SCUOLA: prove Invalsi, l’amaro calice dell’ignoranza indotta da docenti incapaci.

Da Salvatore Ganci

GENOVA – Davvero interessante l’articolo su “Il Secolo XIX” del 13 luglio 2014 (http://www.ilsecoloxix.it/p/genova/2014/07/13/ARqAFGBB-genietti_rapporto_invalsi.shtml) sulle prove INVALSI. Sorprendentemente, rispetto agli anni trascorsi, meno clamore di “associazioni spontanee di genitori”, docenti, sedicenti esperti di “Didattica” a conclamare l’inutilità di queste “prove”. Ciò che maggiormente colpisce dell’articolo è l’ottimistico periodo: “In particolare nel passaggio dalla terza classe della secondaria inferiore (la vecchia terza media) alla fine del biennio delle superiori. Il livello dei liguri, nella media complessiva delle rilevazioni, si alza rispetto allo scorso anno.”. Periodo che vede poco sotto un impietoso: “Piccoli letterati e scienziati che però, poi, vanno perdendosi. I dati delle seconde superiori, infatti, sono tra i peggiori. Un “crollo” delle performance che porta la nostra regione a essere la peggiore di tutto il Nord.”.

Riflettevo sul calo di interessi, di motivazioni e di profitto che osservo di frequente nel passaggio, non tanto dalla Scuola Media al primo biennio delle Scuole Superiori, quanto al passaggio dal biennio delle Scuole Medie Superiori al triennio. Un calo quantificato dalla “media complessiva” ma, soprattutto, un calo nella motivazione a fare della Cultura un investimento per il proprio futuro. Richiamiamo brevemente il significato dell’acronimo “INVALSI”: “Istituto nazionale per la valutazione del sistema educativo di istruzione e di formazione”. Perché questo “Istituto” è così inviso ai docenti della Scuola Media? Perché inviso a tanti genitori? Datevi una delle possibili risposte. Io ne propongo una: “Perché valuta l’efficacia didattica dell’azione educativa del docente”.

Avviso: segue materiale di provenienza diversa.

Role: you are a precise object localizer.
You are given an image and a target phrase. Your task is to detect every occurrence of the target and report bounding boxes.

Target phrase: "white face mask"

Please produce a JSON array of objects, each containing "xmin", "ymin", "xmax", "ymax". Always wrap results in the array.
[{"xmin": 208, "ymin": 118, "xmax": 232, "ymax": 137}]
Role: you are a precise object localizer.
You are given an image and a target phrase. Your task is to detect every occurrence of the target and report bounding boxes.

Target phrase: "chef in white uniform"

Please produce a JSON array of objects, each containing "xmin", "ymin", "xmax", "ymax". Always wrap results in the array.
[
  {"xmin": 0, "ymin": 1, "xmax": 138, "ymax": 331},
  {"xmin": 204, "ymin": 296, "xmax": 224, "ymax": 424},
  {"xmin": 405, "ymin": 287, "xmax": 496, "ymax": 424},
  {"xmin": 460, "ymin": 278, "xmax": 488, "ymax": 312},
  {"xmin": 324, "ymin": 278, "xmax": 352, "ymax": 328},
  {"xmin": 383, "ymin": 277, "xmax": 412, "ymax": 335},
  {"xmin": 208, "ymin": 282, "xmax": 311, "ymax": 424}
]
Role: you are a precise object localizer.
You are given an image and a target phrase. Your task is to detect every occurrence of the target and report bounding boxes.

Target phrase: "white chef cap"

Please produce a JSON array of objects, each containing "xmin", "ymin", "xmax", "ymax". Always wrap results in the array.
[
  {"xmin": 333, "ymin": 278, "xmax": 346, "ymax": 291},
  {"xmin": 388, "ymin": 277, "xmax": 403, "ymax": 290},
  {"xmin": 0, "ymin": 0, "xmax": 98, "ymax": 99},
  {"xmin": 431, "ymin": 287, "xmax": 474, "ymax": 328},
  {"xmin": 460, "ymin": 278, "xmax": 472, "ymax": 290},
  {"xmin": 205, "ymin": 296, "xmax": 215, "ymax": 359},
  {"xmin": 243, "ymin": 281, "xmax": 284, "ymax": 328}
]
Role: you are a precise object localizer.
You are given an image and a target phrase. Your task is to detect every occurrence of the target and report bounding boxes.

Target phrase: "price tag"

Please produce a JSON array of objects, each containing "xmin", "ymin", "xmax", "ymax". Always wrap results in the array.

Nella Scuola Media però c’è un dato in ripresa. Senza volere interpretare i “dati” è possibile che la Scuola Media, abbia, di fatto, rinnovato nel frattempo la sua Didattica in modo da adeguarsi alle richieste in “input”. Che i dati del biennio delle Secondarie Superiori siano ben inferiori alle aspettative del sistema INVALSI è un fatto per cui è spontanea l’ipotesi: “forse la Scuola Media Superiore non ha ancora percepito che il sistema INVALSI valuta anche l’efficacia didattica dell’azione educativa del docente della Scuola Media Superiore?”. La Scuola Media Superiore è anch’essa diventata, con l’autonomia, una “azienda improduttiva” (alla pari delle ASL). Calo di iscritti = situazione di soprannumero = crisi occupazionale. Per cui quell’ovvia selezione/indirizzamento che sarebbe necessario al primo quadrimestre della classe prima si trascina fino al termine della seconda, per scontrarsi con la squallida realtà del terzo anno, quando ormai una correzione di rotta è tardiva…

E se sostituissimo l’Esame di Stato (ex Maturità) con delle prove INVALSI?